I'll admit I may have seen more than 1 episode of Carebears when I was younger. I don't remember what it was about except that they are colourful bears with different icons on their tummy.
But I like Carebears. Not so much the cartoon but rather people who are caring and are willing to sacrifice themselves toward things that matter to them. If you ask me what type of people I would hire, I'll choose a Carebear any day, any time.
Carebears are awesome because they are here to serve. Their mission is to make sure your company is in better shape than before. They ensure the care-o-meter is all the way to the rainbow side.
But who are these mythical Carebears and how do we identify them? In my experience, there are some distinct characteristics and attributes that you can observe from people who care about their work.
People who care will care enough to communicate with everyone. Too often, teams and departments work in isolation and form silos. Carebears are those who would go out of their way to talk to others and make sure work is being done efficiently.
They are not afraid to speak up when it matters and always put the company's interest first above all else. They understand that an effective team is a team that communicates well with each other.
Given a choice, I'll always prefer someone who over-communicates than one that under-communicates. Men would be familiar with this. When your significant other complains about you not caring anymore, it is usually because they feel you are not communicating with them. The lesson here is to always communicate.
However, keep in mind on the various types and modes of communication. Everyone has their preferences and it is important you use the right one for the job. Most of the problems we have in an organisation aren't due to over communication but unnecessary communication.

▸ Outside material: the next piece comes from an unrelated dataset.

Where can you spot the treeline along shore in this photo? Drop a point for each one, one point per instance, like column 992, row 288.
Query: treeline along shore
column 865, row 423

Over the years, I've noticed that people who care are action-oriented. They are biased towards doing. So, a simple way to judge if someone truly care is to see what they do. Not what they say.
If you truly care about something or someone, you will do something about it. It may be small but it's at least something. For developers, it may mean making sure your code are well commented and documented. It could also mean you make sure you have good test coverage and the code quality is high.
For designers, it may mean anticipating different edge cases that weren't in the spec. It may mean doing research and understanding the problem by talking to users. For Product Owners, it may mean keeping tabs on the market of similar products and always on the lookout for new ideas and solutions for reference.
Another clear indicator for people who are action-oriented is that they actively seek ways to move forward. They will communicate their status and work with others to remove blockers. And if they have to wait for others to clear their blockers, they seek out other stuff to do.
These are the people who just can't sit still and always on the lookout to do something. They are the ones who not only suggest new ideas and solutions but are also the ones who would lead and spearhead them.
I think this is probably the most obvious attribute of someone care. Just look at what they have done and you will be able to tell.
Next is respect. You want to look for people who respect their work. I like to use the word 'craftsmen' to describe our team. You must have a certain respect for your craft if you are someone who cares.
If you respect your craft, you won't commit crappy code. If you respect your craft, you won't design something just to make someone happy. You will go the extra mile to make sure what you are doing make sense and it's of the highest quality you can deliver.
As someone who cares, you will also respect others. You care about your teammates. You will cover for them and help each other to get better. Carebears are people who make the entire team better with their presence.
Most importantly, you want those who respect themselves. At the end of the day, the first person you should care about is yourself.
The last attribute of someone who care, and possibly the most important of them all is empathy. In layman's term, empathy is the ability to put yourself in someone else's shoes. It is only natural that to care about others, you must be able to empathise with them.
I like to think that most of us are problem solvers. We are hired to solve problems for our company. In order for us to deliver the best solution, we must first understand the problem.
The best way to understand a problem is by putting yourself in the shoes of your users. Empathise with what they are facing and feeling. Understand their perspective and learn to see things from their context.
Quite often, we like to brush it off with remarks like, 'the users are dumb' or' this is how the whole world does it, why can't you do the same?'. Whether it's true or not isn't the point. You can only solve a problem by providing a solution that works for the users. Arguing with them doesn't help your case.
Look out for people who have a direct channel to the users or customers. These are the people who have first-hand experience of what the customer is facing and are willing to go the extra mile to solve them. These are the ones who empathise with your users.
BUILD A TEAM OF CAREBEARS
Hiring Carebears isn't a silver bullet that will solve all your problems. Everyone has their own flaws and weaknesses. Caring about something doesn't automatically makes it better. Remember, you have to take action else it won't matter.
What I believe is that, if I continue to try to hire people who truly care about their work, we will be able to solve any problem we encounter. The entire team will benefit as a result and we all can learn from each other.
In my mind, the best team in the world isn't a rockstar team with exceptional skills. It's really about them caring enough to continuously get better and help each other to succeed. That is why I'm always on the lookout for Carebears.